Interesting. I'm not sure nerdiness is still being seen as a negative. I mean, 'Revenge of the Nerds' came out in the eighties. Now everyone needs a nerd to explain to them how their computer works. We're still a subculture, but an accepted one.
There's nothing wrong with escapism, but in the end of the day it's just that, escapism. I don't remember if it was here on the Escapist (hey!) nor on some other site, probably Destructoid, where someone said, 'if you're over twenty-two and you spend a lot of time thinking about games and you're not paid to do it, you're a faliure.' Maybe a bit harsh, but fundamentally true. (My reaction to that was, 'Yeah - maybe I need to try to get paid.')
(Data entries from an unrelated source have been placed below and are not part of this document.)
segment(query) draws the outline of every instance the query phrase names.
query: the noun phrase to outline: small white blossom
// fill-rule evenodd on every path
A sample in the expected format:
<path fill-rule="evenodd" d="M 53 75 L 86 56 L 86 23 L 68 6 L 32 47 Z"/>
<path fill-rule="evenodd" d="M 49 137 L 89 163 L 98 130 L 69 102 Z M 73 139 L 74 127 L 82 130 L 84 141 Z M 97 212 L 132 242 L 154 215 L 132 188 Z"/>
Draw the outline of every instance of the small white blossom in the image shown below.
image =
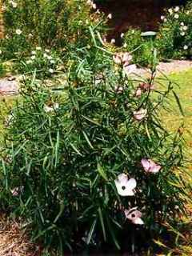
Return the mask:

Gaming is the only art-based subculture where the observes have no desire to become the creators. Everyone who reads a lot fancies they could write the next best-selling novel. Every film fan takes film classes and dreams of Cannes. Every big music fan has been in a garage band once. Gamers may sometimes dream to create games, but only as a completely hypothetical scenario - oh, if I were to make my game, it'd be the perfect game, it'd be like this and this and that etc. But the indie gamemaker that which every nerd gaming nerd can aspire to be - is the exception to the norm. (I'm a pretty lame programmer, but I've decided to try to create a game at least once - how can I claim to understand games otherwise?)
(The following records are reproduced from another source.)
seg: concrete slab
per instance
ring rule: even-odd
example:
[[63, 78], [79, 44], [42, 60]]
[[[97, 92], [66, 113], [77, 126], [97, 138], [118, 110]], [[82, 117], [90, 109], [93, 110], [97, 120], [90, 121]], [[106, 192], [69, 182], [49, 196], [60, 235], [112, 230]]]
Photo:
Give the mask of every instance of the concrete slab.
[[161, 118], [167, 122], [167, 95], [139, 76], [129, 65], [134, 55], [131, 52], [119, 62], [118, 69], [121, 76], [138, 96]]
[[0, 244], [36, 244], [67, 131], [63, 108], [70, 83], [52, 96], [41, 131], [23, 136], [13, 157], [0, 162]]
There's nothing wrong with escapism, again, but one must make sure it's only that, escapism. Whether you waste away your weekend over playing MW2 or watching soccer matches or reading comics or reading books or actually working cataloguing all of your company's accounting files - all of those things are pointless on a grander scale. And that's not a problem, again, as long as you keep that in mind. To become a gamer is no way to challenge the norm - it is merely a way to take on the norm in another way, to replace the drone of the faceless office worker with the drone of the fictitious level 57 death knight.
I want to become a writer. I want to create something that future generations will enjoy and think, 'so this is what people of this generation thought'. I want to become something different because I can't stand being just another faceless piece of the machinery. Now, being a faceless piece of the machinery gets a bad rep. Plenty of people are faceless pieces of the machinery, and they're perfectly happy. They work, they have fulfilling careers, they get married and love their spouses and children. But it's not a life for me, not any more thann becoming a mountain climber would be.
I am also a gamer, and no matter how often gaming lets me down, I remain a gamer. I've let my identity be built about that. But I know that if I rely only on being a gamer to leave my mark on the world., I'll fail. For as much as I love gaming, as a subculture and as a form of art appreciation and as a philosophy, in the end it's just a game. And there's nothing to it if all you want is to play games. It's certainly no more defensible or damnable than being a nice eight to five worker and giving it all for the company - your sales reports won't change the world any more than your list of kills. But one must not mistake the different for the superior - it's just as bad as the mistake most 'normal' people make of mistaking the different for the inferior.
This post is not as well written as I had expected and I'm not sure if I got my point across or if I even had one to begin with, but my browser is hanging when I'm writing and I get to see this box being filled very slowly after I type, so that's all you're getting today. Cheerio.